The conference, which runs from November 8 until November 9, in Dubai, brings together an international audience of over 300 leading specialists to discuss the latest trends, developments, threats, and solutions relating to illicit trade and counterfeiting across industries.

Speaking to IOL on Thursday, former General Director of Fiscal and Customs Police in Colombia and founder and CEO of Strategos BIP, Juan Carlos Buitrago, emphasised that collaboration and action were the keys to eradicating this black market.

Strategos BIP is a consulting firm that specialises in intelligence and security risk management.

Previously, Buitrago said SA’s illicit trade is its biggest threat.

With 33 years of experience and knowledge within law enforcement, he said there were many factors which see the trend of illicit trading spiral such as society, economy, and government.

Previously, he said illicit trade is revenue growth for organised crime, and much like organised crime has become rampant in South Africa, Colombian cartels are known across the world and this funding for organised crime comes from illicit trading.
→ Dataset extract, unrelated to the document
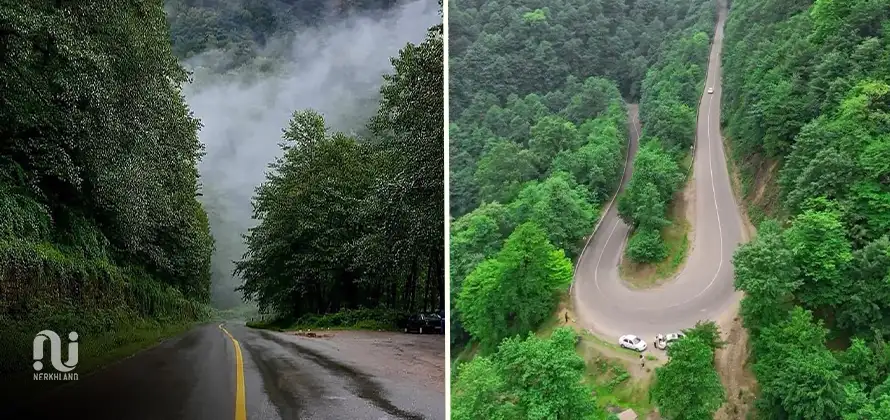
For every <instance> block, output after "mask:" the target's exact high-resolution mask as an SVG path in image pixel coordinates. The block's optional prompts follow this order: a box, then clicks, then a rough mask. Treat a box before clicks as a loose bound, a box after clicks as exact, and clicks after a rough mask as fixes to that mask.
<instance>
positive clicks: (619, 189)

He said criminals thrive on three factors: the fragility of the State, corruption, and the power of crime.

“The power of criminality. Mafias are always chasing and checking how they can take political and economic power. Criminals want more control of the national supply chain,” he said.

He said resources, regulations, and policies are needed to tackle the strong relationship between counterfeiting and illicit trading.

Bruitrago said many times that a lack of monitoring also results in criminals easily getting away with illicit trades.

According to figures, the cost of corruption across the world is $3.3 trillion.

He explained how criminals would bribe their way through and go to the extent of killing police officers, politicians, and judicial figures to penetrate those authorities that hamper their trading.

“With the information we have, corruption is highly ranked, and Pakistan, South Africa, and Colombia top the list. Corruption is a fuel in this industry.

“One of the key factors in preventing this is combating and dismantling these organisations from the root.

"But the problem we have is assigning this. The idea is to go from coordination to integration. We have to take action. With practical, efficient, harmonic, and specific indications to go from coordination to integration, along with unique leadership that integrates all these efforts,” Bruitrago said.

He shared four ways this could be implemented:

1. Being tactical’

2. Taking the assets from organised crime groups

3. Taking the money from organised crime groups

4. Enhancing intelligence

Bruitrago said while it is fruitful to manage our borders, he has also urged for detailed strategies to be applied, both nationally and locally.

He has since become the leader of an alliance between countries that are now following these guidelines to combat illicit trading and counterfeiting.

COEPA (Colombia, Ecuador, and Panama) has formed an alliance, and this is promoted by not only the private sector but also the United Nations University, among others.

The alliance was created in December 2022 in Panama, and the grouping, which consists of roleplayers from all sectors within the countries, met last month in Columbia and is expected to meet next week in Ecuador.

“The idea is to enhance and have specific investment with the support of the private sector and, in turn, for action to be taken by authorities,” Bruitrago said.

He said South Africa and Colombia suffer the same costs due to illicit trade.

The South African Revenue Service (SARS) estimates that illicit trade costs the South African economy R100 billion annually.

But Bruitrago said they will be forming two more alliances.

Mexico, Guatemala, and El Salvador will form an alliance, and in the south, Argentina, Uruguay, Paraguay, and Brazil will form an alliance.

“These three alliances will be to prevent organised crime and illicit trading.

“This is not just about talking. This is about taking action,” Bruitrago added.